This week, our series on multiple myeloma continues as we talk about immunotherapies and other promising new treatments with Shaji Kumar, MD. Dr. Kumar is a professor of medicine in the division of hematology at Mayo Clinic, where he chairs the myeloma group across all three Mayo sites. Dr. Kumar conducts National Institutes of Health-funded research on resistance mechanisms to common myeloma drugs and epidemiology of disease progression. He also receives funding from the Multiple Myeloma Research Foundation to study the relationship between molecular profiles, treatment regimens for patients with multiple myeloma and outcomes.

Inspirations

Real World Health Care: How did you become interested in the field of multiple myeloma?

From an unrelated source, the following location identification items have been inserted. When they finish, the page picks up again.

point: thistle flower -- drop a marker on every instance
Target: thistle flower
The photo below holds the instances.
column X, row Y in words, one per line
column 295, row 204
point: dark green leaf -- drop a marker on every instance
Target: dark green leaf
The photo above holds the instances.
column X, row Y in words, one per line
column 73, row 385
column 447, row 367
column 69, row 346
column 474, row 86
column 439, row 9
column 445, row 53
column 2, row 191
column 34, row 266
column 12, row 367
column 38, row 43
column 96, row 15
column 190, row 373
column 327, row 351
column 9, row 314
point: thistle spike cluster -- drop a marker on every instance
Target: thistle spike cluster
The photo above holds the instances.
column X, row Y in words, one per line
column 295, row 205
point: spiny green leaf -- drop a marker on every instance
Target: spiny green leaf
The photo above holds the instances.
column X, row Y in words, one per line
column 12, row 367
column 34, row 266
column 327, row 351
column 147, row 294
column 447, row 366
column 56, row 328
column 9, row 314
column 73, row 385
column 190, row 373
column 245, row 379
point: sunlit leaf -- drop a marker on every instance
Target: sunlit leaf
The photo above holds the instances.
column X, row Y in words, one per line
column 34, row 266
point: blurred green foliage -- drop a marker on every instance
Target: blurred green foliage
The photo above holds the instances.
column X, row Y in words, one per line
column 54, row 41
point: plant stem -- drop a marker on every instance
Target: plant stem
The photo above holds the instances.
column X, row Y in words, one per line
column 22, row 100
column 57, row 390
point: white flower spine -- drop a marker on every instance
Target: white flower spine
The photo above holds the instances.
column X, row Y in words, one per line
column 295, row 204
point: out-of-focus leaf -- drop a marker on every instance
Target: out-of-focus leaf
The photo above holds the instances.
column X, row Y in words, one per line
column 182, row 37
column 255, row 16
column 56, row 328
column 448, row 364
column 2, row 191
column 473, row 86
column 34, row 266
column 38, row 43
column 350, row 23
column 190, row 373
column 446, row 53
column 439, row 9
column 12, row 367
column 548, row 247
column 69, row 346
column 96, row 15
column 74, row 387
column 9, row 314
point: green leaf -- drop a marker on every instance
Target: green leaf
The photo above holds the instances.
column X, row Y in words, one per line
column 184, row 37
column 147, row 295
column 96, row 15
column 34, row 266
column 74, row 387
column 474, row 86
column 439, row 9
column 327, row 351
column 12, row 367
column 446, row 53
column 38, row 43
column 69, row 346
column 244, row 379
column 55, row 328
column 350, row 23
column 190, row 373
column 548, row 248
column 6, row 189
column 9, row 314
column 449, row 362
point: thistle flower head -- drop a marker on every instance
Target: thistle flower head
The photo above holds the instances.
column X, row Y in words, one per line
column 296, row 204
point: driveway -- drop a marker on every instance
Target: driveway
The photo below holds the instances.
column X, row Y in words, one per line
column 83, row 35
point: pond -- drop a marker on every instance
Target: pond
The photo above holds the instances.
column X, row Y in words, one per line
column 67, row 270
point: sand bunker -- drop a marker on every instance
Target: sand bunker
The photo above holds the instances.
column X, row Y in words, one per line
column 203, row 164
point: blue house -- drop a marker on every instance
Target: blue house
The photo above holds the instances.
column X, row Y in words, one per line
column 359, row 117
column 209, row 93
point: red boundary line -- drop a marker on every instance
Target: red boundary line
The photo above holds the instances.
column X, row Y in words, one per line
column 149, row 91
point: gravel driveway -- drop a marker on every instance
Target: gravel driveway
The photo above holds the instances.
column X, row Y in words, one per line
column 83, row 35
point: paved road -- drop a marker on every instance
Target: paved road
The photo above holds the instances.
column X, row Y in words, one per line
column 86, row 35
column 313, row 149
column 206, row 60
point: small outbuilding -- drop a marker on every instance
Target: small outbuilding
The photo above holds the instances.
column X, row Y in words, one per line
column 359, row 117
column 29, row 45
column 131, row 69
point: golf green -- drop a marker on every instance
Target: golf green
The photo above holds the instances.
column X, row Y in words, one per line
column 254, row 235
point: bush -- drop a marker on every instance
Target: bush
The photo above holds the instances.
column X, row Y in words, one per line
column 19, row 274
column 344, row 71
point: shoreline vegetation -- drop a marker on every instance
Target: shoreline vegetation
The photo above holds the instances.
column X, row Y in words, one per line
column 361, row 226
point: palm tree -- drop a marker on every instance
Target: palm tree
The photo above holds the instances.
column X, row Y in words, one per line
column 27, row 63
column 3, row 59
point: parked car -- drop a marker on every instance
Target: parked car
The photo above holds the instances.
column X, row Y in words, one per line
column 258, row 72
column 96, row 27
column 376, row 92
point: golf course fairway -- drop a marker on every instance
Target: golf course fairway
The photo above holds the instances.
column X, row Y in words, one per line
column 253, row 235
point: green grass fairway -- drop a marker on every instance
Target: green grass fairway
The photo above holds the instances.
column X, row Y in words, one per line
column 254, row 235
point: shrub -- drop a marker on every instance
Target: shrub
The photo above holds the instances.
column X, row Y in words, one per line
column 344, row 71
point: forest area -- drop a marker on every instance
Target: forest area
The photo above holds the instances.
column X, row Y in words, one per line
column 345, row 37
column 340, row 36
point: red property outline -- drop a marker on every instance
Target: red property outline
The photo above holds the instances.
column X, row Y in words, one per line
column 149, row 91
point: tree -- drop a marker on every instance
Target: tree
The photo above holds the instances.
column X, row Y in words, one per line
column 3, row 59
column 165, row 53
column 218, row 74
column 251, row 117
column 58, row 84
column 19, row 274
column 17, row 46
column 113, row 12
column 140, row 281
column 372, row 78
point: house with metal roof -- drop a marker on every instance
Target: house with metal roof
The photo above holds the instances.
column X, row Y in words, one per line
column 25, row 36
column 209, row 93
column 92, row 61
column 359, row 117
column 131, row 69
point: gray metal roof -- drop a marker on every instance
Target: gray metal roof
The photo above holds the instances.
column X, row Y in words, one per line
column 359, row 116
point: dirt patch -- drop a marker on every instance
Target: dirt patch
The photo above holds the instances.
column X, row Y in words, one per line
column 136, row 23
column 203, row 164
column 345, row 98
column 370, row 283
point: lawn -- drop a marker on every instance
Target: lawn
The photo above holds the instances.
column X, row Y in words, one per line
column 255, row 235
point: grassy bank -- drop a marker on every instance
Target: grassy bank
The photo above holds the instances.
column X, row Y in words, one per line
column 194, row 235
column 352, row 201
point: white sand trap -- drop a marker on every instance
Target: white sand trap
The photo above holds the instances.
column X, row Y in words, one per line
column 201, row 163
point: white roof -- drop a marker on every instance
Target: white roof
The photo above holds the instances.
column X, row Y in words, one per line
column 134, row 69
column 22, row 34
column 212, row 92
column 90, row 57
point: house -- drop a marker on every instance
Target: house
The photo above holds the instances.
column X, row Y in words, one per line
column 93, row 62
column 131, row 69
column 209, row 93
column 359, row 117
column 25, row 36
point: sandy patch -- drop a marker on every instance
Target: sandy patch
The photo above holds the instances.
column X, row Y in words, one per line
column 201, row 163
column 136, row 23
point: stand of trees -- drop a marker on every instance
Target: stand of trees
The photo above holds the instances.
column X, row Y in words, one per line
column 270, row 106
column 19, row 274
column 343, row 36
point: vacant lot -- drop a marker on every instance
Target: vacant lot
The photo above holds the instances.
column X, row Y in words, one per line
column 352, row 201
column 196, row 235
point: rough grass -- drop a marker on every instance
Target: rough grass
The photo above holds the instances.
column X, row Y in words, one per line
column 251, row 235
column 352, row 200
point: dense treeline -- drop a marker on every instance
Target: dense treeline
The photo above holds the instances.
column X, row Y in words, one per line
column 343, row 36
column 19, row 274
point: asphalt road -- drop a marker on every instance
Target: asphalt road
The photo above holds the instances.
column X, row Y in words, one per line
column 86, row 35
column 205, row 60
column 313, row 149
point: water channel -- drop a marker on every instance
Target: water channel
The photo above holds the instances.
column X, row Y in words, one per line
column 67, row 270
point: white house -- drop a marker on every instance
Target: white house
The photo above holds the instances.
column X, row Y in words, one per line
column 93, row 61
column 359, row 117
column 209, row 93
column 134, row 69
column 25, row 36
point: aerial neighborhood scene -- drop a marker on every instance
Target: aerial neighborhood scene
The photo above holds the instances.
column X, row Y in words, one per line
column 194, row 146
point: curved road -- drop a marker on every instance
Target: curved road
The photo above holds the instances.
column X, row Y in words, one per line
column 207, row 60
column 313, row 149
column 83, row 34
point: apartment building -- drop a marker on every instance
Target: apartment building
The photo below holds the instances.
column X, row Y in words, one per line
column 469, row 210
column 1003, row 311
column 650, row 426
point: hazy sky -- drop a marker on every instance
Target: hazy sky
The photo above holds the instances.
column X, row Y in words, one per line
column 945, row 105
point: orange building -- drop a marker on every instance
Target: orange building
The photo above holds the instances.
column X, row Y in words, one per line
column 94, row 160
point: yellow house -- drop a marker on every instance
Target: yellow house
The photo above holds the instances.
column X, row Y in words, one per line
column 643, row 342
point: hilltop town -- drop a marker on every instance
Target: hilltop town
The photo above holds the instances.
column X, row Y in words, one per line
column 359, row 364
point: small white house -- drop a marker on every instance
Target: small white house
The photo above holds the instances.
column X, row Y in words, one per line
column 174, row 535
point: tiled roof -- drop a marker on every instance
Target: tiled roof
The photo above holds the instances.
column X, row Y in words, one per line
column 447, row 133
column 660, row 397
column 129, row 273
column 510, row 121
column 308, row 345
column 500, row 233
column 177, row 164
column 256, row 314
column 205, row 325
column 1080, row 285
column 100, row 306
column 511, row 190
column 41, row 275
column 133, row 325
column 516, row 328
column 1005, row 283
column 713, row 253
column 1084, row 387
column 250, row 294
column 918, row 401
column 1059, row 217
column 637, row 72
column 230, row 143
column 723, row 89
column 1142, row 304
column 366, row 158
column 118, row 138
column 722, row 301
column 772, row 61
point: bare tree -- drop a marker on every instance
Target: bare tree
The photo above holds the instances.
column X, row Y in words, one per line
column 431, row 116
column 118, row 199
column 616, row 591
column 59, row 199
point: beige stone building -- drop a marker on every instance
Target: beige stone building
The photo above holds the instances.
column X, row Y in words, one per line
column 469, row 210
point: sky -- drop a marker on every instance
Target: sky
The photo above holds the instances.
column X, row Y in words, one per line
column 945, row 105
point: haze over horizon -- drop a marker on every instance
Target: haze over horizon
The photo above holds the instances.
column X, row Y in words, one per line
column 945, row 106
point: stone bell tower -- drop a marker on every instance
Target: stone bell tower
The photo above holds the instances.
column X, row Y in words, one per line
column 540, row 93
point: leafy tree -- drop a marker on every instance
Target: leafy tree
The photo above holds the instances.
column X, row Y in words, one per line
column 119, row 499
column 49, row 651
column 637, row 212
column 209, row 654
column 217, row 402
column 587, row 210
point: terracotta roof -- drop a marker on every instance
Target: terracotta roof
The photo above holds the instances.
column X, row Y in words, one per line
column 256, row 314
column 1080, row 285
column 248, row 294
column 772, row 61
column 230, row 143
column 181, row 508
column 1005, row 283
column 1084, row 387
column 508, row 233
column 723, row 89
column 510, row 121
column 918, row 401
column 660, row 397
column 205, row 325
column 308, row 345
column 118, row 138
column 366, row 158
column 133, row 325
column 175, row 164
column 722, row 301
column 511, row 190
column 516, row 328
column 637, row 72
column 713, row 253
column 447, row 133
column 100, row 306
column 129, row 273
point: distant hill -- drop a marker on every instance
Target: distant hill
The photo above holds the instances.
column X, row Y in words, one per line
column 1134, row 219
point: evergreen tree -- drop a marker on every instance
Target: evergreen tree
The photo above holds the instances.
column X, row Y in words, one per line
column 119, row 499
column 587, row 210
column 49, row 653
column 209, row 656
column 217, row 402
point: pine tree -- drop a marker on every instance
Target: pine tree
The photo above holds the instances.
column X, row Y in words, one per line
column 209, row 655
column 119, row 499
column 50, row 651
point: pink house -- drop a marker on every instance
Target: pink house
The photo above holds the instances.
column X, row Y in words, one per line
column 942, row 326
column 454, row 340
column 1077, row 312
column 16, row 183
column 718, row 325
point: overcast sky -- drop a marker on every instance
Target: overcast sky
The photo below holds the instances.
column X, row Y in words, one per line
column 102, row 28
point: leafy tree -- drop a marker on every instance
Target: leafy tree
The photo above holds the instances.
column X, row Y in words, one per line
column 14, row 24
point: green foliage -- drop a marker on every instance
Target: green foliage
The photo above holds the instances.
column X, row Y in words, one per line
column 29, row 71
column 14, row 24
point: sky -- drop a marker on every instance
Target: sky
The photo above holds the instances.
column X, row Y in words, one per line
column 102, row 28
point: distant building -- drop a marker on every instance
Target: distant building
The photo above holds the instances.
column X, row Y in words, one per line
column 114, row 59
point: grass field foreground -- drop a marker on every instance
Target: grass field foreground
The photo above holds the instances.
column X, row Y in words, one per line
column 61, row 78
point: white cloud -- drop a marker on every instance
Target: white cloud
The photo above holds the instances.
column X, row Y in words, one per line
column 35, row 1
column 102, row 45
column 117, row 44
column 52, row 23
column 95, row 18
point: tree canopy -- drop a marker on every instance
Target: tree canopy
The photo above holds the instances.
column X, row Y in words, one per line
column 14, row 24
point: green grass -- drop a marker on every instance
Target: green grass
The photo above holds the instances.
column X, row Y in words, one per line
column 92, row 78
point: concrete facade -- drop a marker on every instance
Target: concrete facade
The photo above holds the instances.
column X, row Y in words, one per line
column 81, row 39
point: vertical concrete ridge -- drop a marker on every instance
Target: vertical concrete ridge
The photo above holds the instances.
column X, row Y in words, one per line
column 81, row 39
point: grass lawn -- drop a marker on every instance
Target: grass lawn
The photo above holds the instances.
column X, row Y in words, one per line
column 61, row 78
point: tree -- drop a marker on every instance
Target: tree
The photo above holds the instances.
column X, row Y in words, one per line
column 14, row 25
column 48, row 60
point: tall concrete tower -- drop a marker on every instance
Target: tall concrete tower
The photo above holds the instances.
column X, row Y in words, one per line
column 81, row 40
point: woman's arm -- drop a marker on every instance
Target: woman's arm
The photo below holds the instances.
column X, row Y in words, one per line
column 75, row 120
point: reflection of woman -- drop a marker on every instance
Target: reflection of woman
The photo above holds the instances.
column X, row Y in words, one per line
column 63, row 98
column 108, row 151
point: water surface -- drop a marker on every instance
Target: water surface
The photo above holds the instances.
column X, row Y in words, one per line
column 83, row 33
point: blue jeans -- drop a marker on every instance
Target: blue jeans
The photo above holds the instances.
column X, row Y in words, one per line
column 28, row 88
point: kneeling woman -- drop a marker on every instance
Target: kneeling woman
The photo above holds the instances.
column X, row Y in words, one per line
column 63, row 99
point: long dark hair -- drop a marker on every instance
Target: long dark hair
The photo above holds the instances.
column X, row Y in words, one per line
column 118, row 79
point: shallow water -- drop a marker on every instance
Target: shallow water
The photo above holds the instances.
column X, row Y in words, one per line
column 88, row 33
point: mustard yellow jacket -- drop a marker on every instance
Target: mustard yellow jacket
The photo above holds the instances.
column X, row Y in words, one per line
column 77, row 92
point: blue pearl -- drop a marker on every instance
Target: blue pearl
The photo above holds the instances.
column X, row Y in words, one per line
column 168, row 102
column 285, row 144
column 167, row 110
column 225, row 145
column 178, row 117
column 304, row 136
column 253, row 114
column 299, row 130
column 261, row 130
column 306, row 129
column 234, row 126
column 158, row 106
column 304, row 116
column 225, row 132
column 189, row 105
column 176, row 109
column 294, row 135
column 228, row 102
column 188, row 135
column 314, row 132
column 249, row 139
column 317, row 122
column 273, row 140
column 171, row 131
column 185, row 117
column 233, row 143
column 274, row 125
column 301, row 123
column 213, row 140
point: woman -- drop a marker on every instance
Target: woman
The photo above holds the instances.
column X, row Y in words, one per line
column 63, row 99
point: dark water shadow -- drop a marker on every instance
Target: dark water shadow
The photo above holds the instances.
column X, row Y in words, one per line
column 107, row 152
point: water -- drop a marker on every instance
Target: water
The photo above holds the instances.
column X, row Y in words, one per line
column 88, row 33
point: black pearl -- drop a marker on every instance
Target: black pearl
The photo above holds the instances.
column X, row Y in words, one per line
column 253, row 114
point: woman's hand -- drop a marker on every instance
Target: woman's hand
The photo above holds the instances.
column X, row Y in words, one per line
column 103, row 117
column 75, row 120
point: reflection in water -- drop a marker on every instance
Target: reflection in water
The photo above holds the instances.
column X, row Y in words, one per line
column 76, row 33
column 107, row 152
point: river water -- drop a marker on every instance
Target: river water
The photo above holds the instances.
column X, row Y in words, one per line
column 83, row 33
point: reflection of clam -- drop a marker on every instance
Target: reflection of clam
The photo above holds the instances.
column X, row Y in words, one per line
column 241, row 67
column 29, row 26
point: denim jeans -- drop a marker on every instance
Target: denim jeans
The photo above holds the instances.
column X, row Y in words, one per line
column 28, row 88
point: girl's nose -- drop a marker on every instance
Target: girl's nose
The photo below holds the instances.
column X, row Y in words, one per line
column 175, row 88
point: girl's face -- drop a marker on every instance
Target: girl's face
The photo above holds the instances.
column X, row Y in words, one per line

Shaji Kumar, MD, Mayo Clinic

Shaji Kumar: I did my fellowship training at Mayo Clinic. Mayo is one of the most renowned institutions in the field of plasma cell disorders. Training at Mayo, and having the fortune of working with people like Professor Robert Kyle, was very inspiring and led to my interest in this group of disorders. The patients I see keep me inspired. While we have made some progress in this area, much work needs to be done and we need to develop a cure for this disease. The progress so far convinces me that we can reach this goal if we keep at it.

High-Risk Multiple Myeloma Patients

RWHC: What is the significance of your research work to the multiple myeloma patient community?

SK: I am involved in several aspects of myeloma research. In the laboratory, we try to understand how the myeloma cell survives, especially how the other cells in the body help them grow, and try to develop new drug combinations that can lead to better treatments. I try to translate these findings to the clinic in the form of early clinical trials, which if successful, can lead to larger phase 3 trials. I am the principal investigator of several phase 1, 2 and 3 clinical trials. Another area of great interest to me is risk stratification and identification of high risk myeloma. What we have seen is that patients with high risk myeloma continue to do badly despite all the new therapies. Moreover, there are still significant issues with the current systems for identifying high risk patients. We are trying to develop new approaches for risk stratification in myeloma and develop new treatment approaches for these patients.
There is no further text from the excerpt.